A greater risk to our economy during the pandemic may not be governments running out of money but their inability to devise programs helping suffering businesses, writes Tom McCarthy.
LAST YEAR, I wrote a piece exploring the liquidity risk that COVID-19 posed to global financial markets, as plummeting business revenues threatened to avalanche into a cash crunch that could overwhelm the banking system.
Central banks and governments around the world, however, leapt into action. They pumped billions of dollars into the veins of not only the banking system but also the economy more broadly, with interest rate cuts to historical lows and relief and stimulus measures like the JobKeeper package here in Australia.
Although there have been specific industries and businesses that have suffered as a result of COVID-19 – some terribly so – the general success of the financial and economic measures deployed by governments and central banks are reflected by the performance of major share markets. Despite being pummelled early on in the COVID-19 story, they have not only recovered to pre-pandemic levels but in many cases, like with Australia’s ASX 200, gone on to trade at all-time record highs.
But can we have confidence that governments will be able to keep us in smooth waters, despite the continuing and, in some respects, worsening state of the pandemic? The Delta strain is casting serious doubts over the idea that once high vaccination rates have been achieved globally, COVID-19 will be rendered a dramatic, but in the grand scheme fairly short-lived, pandemic. This variation looks like giving hurricane COVID-19 a much longer tail.
A couple of crucial factors include, firstly, how much money governments are willing to spend. As you might even recall from the Coalition’s narrow focus on returning the budget to a surplus just a short 18 months ago, in usual circumstances, big budget deficits are seen as a bad thing. They affect a country’s credit rating and in worst-case scenarios, as we saw with countries like Iceland, Ireland and Greece following the Global Financial Crisis (GFC), can even cause a sort of national bankruptcy.
However, unlike with the GFC, COVID-19 has one way or another put every country into a similar financial quagmire and, everything in finance being relative, all of a sudden the historical significance of countries’ balance sheets have lost a lot of meaning.
But while the willingness to spend might endure for as long as pandemic conditions last, now that central banks have pulled their main emergency lever (interest rate cuts) and the big stimulus shots like JobKeeper have been fired – which, while effective, also proved to be overly blunt, resulting in significant inequity – there's a more important question.

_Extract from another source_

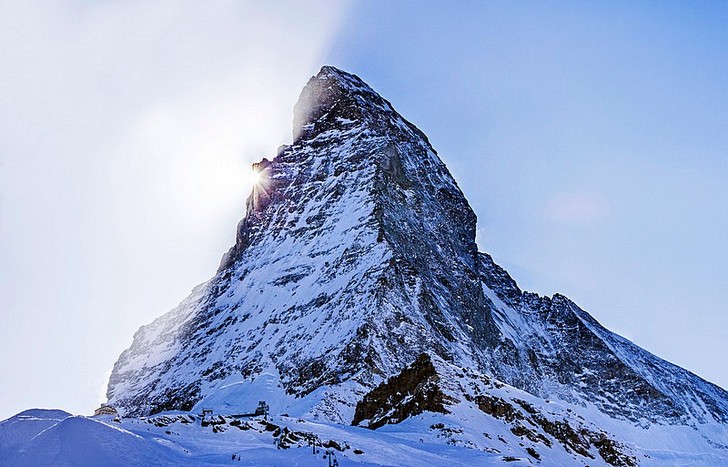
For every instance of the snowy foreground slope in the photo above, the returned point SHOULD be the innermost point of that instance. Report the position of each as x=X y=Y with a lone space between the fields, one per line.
x=356 y=304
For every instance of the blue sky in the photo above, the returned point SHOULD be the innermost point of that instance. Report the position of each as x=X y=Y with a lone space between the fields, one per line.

How effectively can governments design and facilitate more tailored relief and stimulus packages that get money where it’s needed when it’s needed (which, in some cases, is virtually overnight)? And in doing so, keeping heads above water and preserving general consumer confidence so that we avoid an economic tailspin.

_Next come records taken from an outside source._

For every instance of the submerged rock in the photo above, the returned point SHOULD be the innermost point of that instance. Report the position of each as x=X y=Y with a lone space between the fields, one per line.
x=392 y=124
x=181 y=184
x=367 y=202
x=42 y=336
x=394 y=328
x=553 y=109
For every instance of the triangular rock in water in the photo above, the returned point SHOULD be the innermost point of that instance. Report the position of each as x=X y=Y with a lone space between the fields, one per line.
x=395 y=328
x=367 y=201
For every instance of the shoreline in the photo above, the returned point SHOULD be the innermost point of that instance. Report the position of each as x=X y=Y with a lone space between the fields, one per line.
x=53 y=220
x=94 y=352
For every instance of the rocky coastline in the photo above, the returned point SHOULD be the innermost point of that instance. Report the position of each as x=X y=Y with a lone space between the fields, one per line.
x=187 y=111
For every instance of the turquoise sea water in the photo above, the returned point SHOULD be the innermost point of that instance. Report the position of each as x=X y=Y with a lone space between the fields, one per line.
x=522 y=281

Maybe not so well, judging by major pandemic bungles like the misbudgeting of JobKeeper/Seeker, the handling of the Ruby Princess cruise ship, hotel quarantine mishaps and the vaccination program, to name but a few. The current Australian landscape also looks very different to 2020, when prolonged lockdowns were pretty much limited to Melbourne and the general view was a recovery from COVID-19 without the hiccups Delta is presenting.

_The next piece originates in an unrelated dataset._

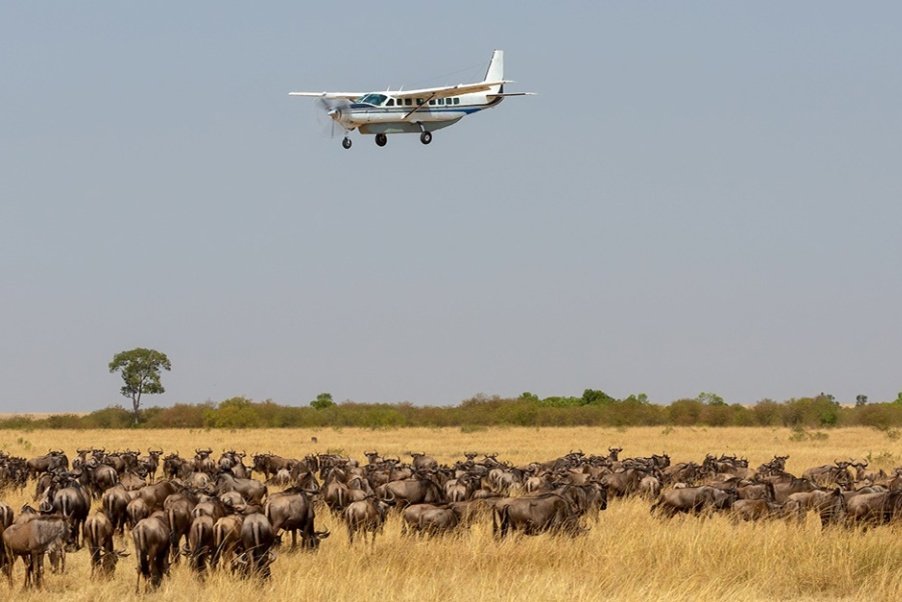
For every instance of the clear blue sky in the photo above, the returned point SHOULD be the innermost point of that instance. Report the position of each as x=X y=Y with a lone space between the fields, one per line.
x=703 y=197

That said, at least here in Australia, it’s not that governments aren’t trying. You can see from their online grants finder tool there are a number of COVID-19-related grants and other relief measures available. However, when you drill into the detail, the substance of these relief measures is questionable. It’s hard to imagine, for instance, how a one-time payment of $10,000 is going to do much for a Victorian business with a payroll of up to $10 million, that’s been in and out of lockdown since the end of May and can demonstrate a multi-week reduction in turnover of at least 70 per cent versus the same period in 2019.
Assuming that stingy offering does not reflect a change in sentiment by our governments to start tightening the purse strings, then it is instead evidence that the current relief and stimulus scheme is seriously inadequate.
As the Delta strain takes hold and the general manageability of COVID-19 in the community deteriorates – NSW probably blazing a trail that we’re likely to all walk – it’s clear that some businesses and individuals are going to go much deeper into the red. Governments need to be proactive in ramping up the sophistication of support measures so they can be targeted to these entities.
Based on their handling of COVID-19 related issues to date, I don’t think it’s unfair to suggest that for this nationally crucial exercise, career politicians and bureaucrats should check their egos at the door in leaning heavily on best-in-the-business financial and business strategy consultants. Not just paying them for some kicking-the-tyres insights, but integrating them with governmental departments like Treasury and Finance (and state government equivalents) and charging them with navigating this ship through perhaps COVID-19’s roughest seas yet.